It is day 37 of my 365 Days of Living Deliberately blog, and I had no idea that three days ago when I was smiling and quoting Pete Seeger who said, “organize and fight,” that we would suffer another environmental disaster so soon, this time a direct hit on the waterways and airways of Virginia and  North Carolina by the breach of a coal ash basin into the Dan River that is part of the RoanokeRiver Basin. I had no idea that the idea of organizing and fighting would feel so immediately pressing, so personally overwhelming, so full of the awful truth.
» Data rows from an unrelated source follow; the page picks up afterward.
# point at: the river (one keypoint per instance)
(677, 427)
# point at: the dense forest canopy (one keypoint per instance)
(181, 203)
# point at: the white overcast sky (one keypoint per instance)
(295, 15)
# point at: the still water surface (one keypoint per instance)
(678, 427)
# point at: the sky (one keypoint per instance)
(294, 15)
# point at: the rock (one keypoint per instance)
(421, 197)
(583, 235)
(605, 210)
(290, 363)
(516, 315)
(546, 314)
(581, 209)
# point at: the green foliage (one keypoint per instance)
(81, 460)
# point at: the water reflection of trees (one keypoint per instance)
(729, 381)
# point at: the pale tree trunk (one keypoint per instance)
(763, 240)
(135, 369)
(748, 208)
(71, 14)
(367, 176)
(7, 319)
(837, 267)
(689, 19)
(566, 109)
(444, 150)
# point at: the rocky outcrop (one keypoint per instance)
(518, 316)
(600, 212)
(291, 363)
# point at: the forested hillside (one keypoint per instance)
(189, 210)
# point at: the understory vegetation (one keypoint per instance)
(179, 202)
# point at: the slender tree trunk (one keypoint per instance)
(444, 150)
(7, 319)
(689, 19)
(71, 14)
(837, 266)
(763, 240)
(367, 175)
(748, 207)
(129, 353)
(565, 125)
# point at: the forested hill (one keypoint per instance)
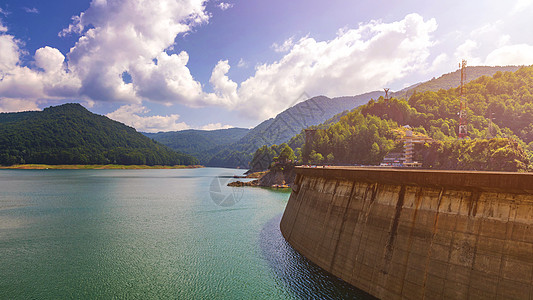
(285, 125)
(202, 144)
(500, 127)
(70, 134)
(452, 80)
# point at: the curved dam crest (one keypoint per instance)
(416, 234)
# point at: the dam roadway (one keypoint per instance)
(416, 234)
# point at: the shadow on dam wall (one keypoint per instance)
(416, 234)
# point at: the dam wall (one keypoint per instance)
(416, 234)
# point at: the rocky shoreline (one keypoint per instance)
(272, 179)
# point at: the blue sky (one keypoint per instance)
(178, 64)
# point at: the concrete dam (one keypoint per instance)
(416, 234)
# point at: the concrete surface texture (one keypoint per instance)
(413, 234)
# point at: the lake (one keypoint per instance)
(153, 234)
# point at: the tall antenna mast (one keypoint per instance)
(386, 93)
(462, 113)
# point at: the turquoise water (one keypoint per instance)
(148, 234)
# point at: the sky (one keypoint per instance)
(166, 65)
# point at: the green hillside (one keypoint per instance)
(70, 134)
(451, 80)
(202, 144)
(284, 126)
(367, 134)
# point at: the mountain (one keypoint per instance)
(70, 134)
(499, 113)
(202, 144)
(451, 80)
(284, 126)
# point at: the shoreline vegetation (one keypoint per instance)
(94, 167)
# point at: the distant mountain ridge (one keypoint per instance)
(70, 134)
(313, 111)
(202, 144)
(452, 79)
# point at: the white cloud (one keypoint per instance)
(285, 46)
(224, 5)
(466, 51)
(16, 105)
(10, 53)
(32, 10)
(132, 115)
(116, 37)
(242, 63)
(356, 61)
(521, 54)
(520, 6)
(135, 115)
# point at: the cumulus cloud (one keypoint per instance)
(134, 115)
(285, 46)
(521, 54)
(356, 61)
(224, 5)
(115, 37)
(32, 10)
(16, 105)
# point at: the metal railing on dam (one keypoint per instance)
(415, 234)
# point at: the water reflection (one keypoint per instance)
(305, 279)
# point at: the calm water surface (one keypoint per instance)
(154, 234)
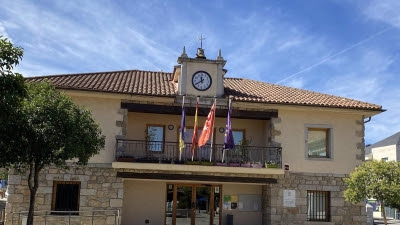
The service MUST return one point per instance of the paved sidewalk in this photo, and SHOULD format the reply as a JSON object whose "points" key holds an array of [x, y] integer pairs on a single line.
{"points": [[390, 221]]}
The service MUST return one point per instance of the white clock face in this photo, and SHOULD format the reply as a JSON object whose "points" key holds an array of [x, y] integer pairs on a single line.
{"points": [[201, 80]]}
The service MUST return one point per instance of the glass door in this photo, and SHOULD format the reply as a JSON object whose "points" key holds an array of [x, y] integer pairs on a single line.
{"points": [[203, 207], [194, 204]]}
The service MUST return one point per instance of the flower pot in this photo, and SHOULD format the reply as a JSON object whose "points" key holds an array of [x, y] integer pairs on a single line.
{"points": [[234, 164], [272, 165], [205, 163], [192, 163], [125, 159], [256, 165], [248, 165]]}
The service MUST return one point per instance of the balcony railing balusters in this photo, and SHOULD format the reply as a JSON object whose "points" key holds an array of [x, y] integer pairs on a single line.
{"points": [[168, 152]]}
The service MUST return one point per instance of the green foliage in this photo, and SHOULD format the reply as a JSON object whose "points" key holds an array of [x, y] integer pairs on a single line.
{"points": [[40, 126], [55, 130], [12, 93], [374, 179]]}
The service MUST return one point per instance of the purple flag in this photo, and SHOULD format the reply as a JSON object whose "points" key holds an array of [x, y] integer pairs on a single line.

I already know what it feels like to be directly poisoned.  I know what it feels like to know that my county’s land, air, and water were polluted.  I know because I live where the most powerful governor of North Carolina used nearly a million dollars of State Police and National Guardsmen to bury some 60,000 tons of PCB and dioxin-contaminated soil in a landfill just above groundwater in order to prove a point, namely, that government and industry will legally take control of the environment, natural resources, and public health of any community that they can politically control.

Now, our present North Carolina governor is a former Duke Energy executive as is the director of the Department of Environment and Natural Resources, so it will not be surprising if Duke Energy is able to circumvent legal and financial responsibility for the coal ash disaster and for whatever cleanup is even possible.

The malignant neglect of Duke Power concerning its coal ash dumps is nothing but a mirror of our government officials, our legislators and regulators who continue to write environmental laws and regulations to protect polluters and not people and the environment.  The legislators, the regulators, and the polluting industries should be seen for what they are — criminals who should be prosecuted and who should do jail time.

According to Robert F. Kennedy, Jr., who wrote Crimes Against Nature, “If a terrorist group committed in North Carolina – for ideological reasons – a crime that Duke Energy has committed for profit, our nation would consider it an act of war against our country. Duke could have avoided contaminating the Dan River and poisoning Virginia’s water supplies if it had removed its toxic ash heaps years ago after being warned by EPA.”

The above photo is by LYNN HEY/News & Record.